The feeds are stored on Amazon S3.

  • URI scheme: s3
  • Example URIs:
    • s3://mybucket/path/to/export.csv
    • s3://aws_key:aws_secret@mybucket/path/to/export.csv
  • Required external libraries: botocore (Python 2 and Python 3) or boto (Python 2 only)

AWS 證書可以作爲 user/password 傳遞到 URI, 或者他們可以通過下列 settings 被傳遞:

標準輸出

The feeds are written to the standard output of the Scrapy process.

  • URI scheme: stdout
  • Example URI: stdout:
  • Required external libraries: none

Settings

These are the settings used for configuring the feed exports:

FEED_URI

Default: None

The URI of the export feed. See Storage backends for supported URI schemes.

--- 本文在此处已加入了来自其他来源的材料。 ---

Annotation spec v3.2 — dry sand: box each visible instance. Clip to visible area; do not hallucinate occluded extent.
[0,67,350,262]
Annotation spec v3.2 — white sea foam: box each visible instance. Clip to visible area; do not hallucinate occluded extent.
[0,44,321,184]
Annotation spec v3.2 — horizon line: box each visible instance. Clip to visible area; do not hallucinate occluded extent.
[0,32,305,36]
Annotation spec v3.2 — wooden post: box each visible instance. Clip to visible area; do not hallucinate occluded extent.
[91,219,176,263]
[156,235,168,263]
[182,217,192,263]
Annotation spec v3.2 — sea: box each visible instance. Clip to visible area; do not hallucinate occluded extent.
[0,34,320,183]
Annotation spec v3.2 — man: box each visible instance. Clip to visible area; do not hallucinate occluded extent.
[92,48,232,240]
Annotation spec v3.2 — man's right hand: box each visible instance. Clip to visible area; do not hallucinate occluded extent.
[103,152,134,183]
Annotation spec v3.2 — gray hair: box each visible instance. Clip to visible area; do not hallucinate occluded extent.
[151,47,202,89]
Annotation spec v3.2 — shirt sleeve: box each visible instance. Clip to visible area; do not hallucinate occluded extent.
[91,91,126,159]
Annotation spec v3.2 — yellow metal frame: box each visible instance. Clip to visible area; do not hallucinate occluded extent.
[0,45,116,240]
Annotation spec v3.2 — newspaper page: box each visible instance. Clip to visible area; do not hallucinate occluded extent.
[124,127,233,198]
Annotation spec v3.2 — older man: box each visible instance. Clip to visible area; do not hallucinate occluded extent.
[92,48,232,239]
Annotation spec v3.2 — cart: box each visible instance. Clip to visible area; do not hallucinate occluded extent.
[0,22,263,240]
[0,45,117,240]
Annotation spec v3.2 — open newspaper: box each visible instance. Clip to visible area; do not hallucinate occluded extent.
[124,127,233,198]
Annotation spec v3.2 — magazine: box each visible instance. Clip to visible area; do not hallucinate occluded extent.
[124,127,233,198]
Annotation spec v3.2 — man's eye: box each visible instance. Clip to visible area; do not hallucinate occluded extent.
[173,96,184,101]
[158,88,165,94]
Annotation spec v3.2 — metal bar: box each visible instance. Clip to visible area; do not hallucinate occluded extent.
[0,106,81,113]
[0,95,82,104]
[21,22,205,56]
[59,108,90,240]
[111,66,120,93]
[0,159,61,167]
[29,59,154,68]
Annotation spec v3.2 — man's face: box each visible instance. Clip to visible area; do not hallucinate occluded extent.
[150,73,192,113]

This setting is required for enabling the feed exports.

FEED_FORMAT

The serialization format to be used for the feed. See Serialization formats for possible values.

FEED_EXPORT_ENCODING

Default: None

The encoding to be used for the feed.

如果不設置或者設置爲 None (默認) 對除了 JSON輸出外的所有輸出會使用 UTF-8, which uses safe numeric encoding (\uXXXX sequences) for historic reasons.

Use utf-8 if you want UTF-8 for JSON too.

FEED_EXPORT_FIELDS

Default: None

要輸出的一個 fields 列表, optional. Example: FEED_EXPORT_FIELDS = ["foo", "bar", "baz"].

使用 FEED_EXPORT_FIELDS 選項來定義要輸出的 fields 和其輸出順序.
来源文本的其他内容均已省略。